Personal details
- Born: 1923 Myongchon County, Kankyōhoku-dō (North Hamgyong Province), Korea, Empire of Japan
- Died: 2 February 2009 (aged 85–86) North Korea
- Citizenship: North Korean
- Education: Red Flag Mangyongdae Revolutionary School
- Alma mater: Czech Technical University in Prague
- Occupation: Politician, government official

= Han Song-ryong =

North Korean politician (1923–2009)

Han Song-ryong (한성룡, 1923 – 2 February 2009) was a North Korean politician. He served in various positions in the Workers' Party of Korea and the North Korean Cabinet.

==Biography==
Han was born in Myongchon County, North Hamgyong Province in 1923. He was educated at the Red Flag Mangyongdae Revolutionary School and Czech Technical University in Prague.

In May 1971 he was appointed to head the Second Machine Industry Ministry. In December 1972 he became Head of the Department of Ship Machinery Industry and became a member of the Supreme People's Assembly. In October 1980 he candidate member of the Central Committee of the Workers' Party of Korea. In 1981 chairman, Administrative Economic Guidance Committee, Jagang Province. In 1982 he was once again elected as member of the Supreme People's Assembly and once again in the 1986 election. At the same year he became full member of the WPK Central Committee. In 1988 he became member of the Second Economic Committee. In November 1988 he became candidate member of the Political Bureau. In December that year he became secretary of the Secretariat of the Workers' Party of Korea.

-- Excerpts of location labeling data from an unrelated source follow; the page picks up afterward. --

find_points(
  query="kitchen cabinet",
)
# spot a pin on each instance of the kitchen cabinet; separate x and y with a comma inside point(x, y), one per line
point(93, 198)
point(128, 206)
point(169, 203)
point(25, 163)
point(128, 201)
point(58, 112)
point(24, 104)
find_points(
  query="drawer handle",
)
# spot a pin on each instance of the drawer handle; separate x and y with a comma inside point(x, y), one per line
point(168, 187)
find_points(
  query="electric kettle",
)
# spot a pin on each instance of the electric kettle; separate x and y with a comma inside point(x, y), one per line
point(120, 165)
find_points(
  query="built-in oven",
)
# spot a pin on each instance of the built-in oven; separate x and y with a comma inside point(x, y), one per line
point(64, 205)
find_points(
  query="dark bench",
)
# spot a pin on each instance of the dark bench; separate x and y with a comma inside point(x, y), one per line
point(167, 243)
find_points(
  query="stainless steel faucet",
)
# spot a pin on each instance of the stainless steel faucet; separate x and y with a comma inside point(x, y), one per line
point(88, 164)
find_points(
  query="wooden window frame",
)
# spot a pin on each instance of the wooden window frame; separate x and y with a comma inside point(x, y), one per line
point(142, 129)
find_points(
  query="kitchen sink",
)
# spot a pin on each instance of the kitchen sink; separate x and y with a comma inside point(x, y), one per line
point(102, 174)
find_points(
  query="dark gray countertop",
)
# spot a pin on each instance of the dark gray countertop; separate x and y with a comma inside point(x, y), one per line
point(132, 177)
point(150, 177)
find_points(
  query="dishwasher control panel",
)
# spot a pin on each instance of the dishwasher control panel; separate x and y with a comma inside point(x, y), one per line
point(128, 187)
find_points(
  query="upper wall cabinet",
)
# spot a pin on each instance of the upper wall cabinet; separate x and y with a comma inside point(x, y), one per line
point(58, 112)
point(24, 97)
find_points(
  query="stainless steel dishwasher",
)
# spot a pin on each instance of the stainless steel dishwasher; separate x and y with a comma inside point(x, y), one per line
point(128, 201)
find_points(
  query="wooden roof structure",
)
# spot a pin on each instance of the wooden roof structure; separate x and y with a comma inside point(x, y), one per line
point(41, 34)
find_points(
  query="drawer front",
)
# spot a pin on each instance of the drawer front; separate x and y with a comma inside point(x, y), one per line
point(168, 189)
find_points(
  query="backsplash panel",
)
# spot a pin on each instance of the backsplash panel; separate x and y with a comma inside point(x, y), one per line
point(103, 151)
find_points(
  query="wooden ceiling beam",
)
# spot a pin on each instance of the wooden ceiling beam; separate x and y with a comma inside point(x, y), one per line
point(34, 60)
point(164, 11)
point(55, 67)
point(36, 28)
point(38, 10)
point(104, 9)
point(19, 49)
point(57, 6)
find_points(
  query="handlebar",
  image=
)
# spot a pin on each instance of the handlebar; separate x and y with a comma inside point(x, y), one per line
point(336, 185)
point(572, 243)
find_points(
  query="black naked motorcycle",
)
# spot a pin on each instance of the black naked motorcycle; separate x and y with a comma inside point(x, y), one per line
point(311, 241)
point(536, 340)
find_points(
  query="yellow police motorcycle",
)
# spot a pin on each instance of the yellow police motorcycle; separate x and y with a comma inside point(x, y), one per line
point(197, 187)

In May 1990 he became member of the Central People's Committee and full member of the Politburo. In January 1992 he was appointed Head of the Heavy Industry Department of the WPK. In December 1993 he was dismissed from the Central People's Committee and appointed as chairman of the Budget Review Committee of the Supreme People's Assembly. In March 1994 he was appointed Head of the Economic Policy Inspection Department of the Central Committee of the Korean Workers' Party. In July 1994, following the sudden death of Kim Il Sung, he became a member of his funeral committee. He was elected to the 10th convocation of the Supreme People's Assembly and appointed to its budget committee. In 1987 he was awarded Order of Kim Il Sung.